Факторов, отягощающих анамнез, оказывается множество: это и эпилепсия, передававшаяся по материнской лини, и сифилис (совместная жизнь с падшей женщиной, с которой Винсент пытался строить семью, не прошла даром), и многолетнее сидение на хлебе и воде в буквальном смысле слова. Давид Азио старается отыскать истоки душевной травмы Ван Гога. По мнению писателя, его герой начинает страдать с той самой минуты, как его увозят из родительского дома, точнее, когда от ворот пансиона отъезжает жёлтый дилижанс с отцом и матерью и юный Винсент впервые остаётся один. От этого чувства одиночества он не избавится никогда: у него не будет ни семьи, ни своего угла; он будет переезжать из страны в страну, кочуя из Голландии в Англию, а оттуда во Францию, спасаясь бегством после каждого очередного поражения.
Биография у Ван Гога коротка и необычна. Родился в семье протестантского пастора, учился на богослова, читал проповеди шахтёрам в горняцком Боринаже, но был уволен за «недостаток здравого смысла». Там же, в голландской глубинке, пережил страшное потрясение, спустившись в шахту. Отныне он постоянно будет испытывать ужас, даже не спускаясь с грешной земли в преисподнюю, каковой ему показалась шахта. Неудачная попытка стать миссионером заканчивается тем, что он вообще перестаёт посещать церковь, порывает с семьёй и решает вложить любовь к Богу в своё искусство. Винсент Ван Гог становится художником. На его рисунках и полотнах появляются углекопы, ткачи, сеятели. Он трудится в поте лица – так же, как герои его картин. «Ты скоро убедишься, что я тоже труженик», – пишет Винсент брату Тео.
Винсент начал рисовать только в двадцать семь, всерьёз взялся за живопись в двадцать девять, а в студии Кормона в Париже появился и вовсе в тридцать три. Жить ему остаётся всего пять лет, и он торопится «овладеть приемами». «Я предпочёл бы служить в гостинице, чем штамповать акварели», – запальчиво заявляет Винсент, когда богатые родственники предлагают писать то, что неплохо продаётся. С мрачным упорством Ван Гог ищет собственный язык – всё остальное с этих пор перестаёт его интересовать. «Создавая картины, я стараюсь жить, ни о чём другом не задумываясь», – признаётся он.
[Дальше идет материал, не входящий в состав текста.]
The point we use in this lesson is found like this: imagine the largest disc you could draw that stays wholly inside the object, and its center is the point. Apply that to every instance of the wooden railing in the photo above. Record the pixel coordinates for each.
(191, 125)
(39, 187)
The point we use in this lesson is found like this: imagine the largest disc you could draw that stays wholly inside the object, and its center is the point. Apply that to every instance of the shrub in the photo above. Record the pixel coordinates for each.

Винсент работает невероятно быстро. Почти ничего не ест, только пьёт кофе, а по вечерам абсент, чтобы взбодрить себя и «добиться высокой ноты», как сам говорит. Он работает по 12 часов без перерыва («Я качу на всех парах, словно живописующий паровоз»), а потом 12 часов спит как убитый. В тридцать лет он пророчески напишет брату: «Что касается времени, которое осталось мне для работы, я полагаю, что мое тело выдержит ещё сколько-то лет, скажем от шести до десяти… Я не намерен щадить себя, избегать волнений и трудностей, мне довольно безразлично, сколько я проживу.. Одно только я знаю твёрдо: я должен за несколько лет выполнить определённую работу. Я нужен миру лишь постольку, поскольку я должен рассчитаться со своим долгом и выполнить свою задачу… В благодарность за это я оставлю о себе память – в виде рисунков или картин, которые могут не понравиться отдельным группам или школам, но зато полных искреннего человеческого чувства».
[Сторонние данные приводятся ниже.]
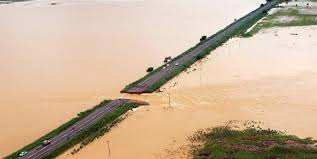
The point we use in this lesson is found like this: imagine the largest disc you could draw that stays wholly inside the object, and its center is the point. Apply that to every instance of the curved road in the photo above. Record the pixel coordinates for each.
(61, 138)
(142, 86)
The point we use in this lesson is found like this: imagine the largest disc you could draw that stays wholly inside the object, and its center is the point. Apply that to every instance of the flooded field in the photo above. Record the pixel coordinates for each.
(269, 78)
(59, 60)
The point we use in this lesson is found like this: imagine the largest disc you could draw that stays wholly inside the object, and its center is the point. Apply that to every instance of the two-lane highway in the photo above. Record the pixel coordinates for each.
(67, 134)
(230, 30)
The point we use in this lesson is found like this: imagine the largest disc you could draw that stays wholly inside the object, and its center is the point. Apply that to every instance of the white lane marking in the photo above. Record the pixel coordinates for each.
(91, 119)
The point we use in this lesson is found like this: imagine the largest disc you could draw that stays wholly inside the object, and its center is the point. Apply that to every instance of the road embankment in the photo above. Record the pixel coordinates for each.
(157, 78)
(88, 124)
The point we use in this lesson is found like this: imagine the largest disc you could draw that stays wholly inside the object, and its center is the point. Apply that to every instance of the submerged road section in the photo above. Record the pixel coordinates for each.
(72, 131)
(158, 75)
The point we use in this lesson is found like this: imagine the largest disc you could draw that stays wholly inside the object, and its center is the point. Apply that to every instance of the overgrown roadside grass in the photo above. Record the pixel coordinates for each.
(229, 34)
(250, 143)
(88, 132)
(291, 15)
И он оставляет о себе память – сотни рисунков и холстов. Он пишет с каким-то ожесточением, накладывая краски без предварительного рисунка, бросая их на полотно с таким остервенением, что сотрясается мольберт. Две самые любимые его краски – синяя и жёлтая: добро и зло, солнечный свет и ночной сумрак. Одним взмахом кисти он заставляет кусты дышать, морские волны двигаться, раскалённое солнце сиять. Техника письма перестаёт быть техникой в узком смысле этого термина, писал Яков Тугендхольд, она «становится чем-то гораздо более высшим – средством общения между самой душою художника и нами, зрителями». «Я никогда не видел такого лающего колорита! – воскликнет Осип Мандельштам, глядя на «Ночное кафе», написанное в Арле. – Ван Гог харкает кровью, как самоубийца из меблированных комнат. Доски пола в ночном кафе наклонены и струятся, как жёлоб, в электрическом бешенстве. И узкое корыто биллиарда напоминает колоду гроба». Трагическая картина с трагической судьбой: поразившее Мандельштама в Музее нового западного искусства полотно в начале 1930-х было продано и навсегда исчезло из России.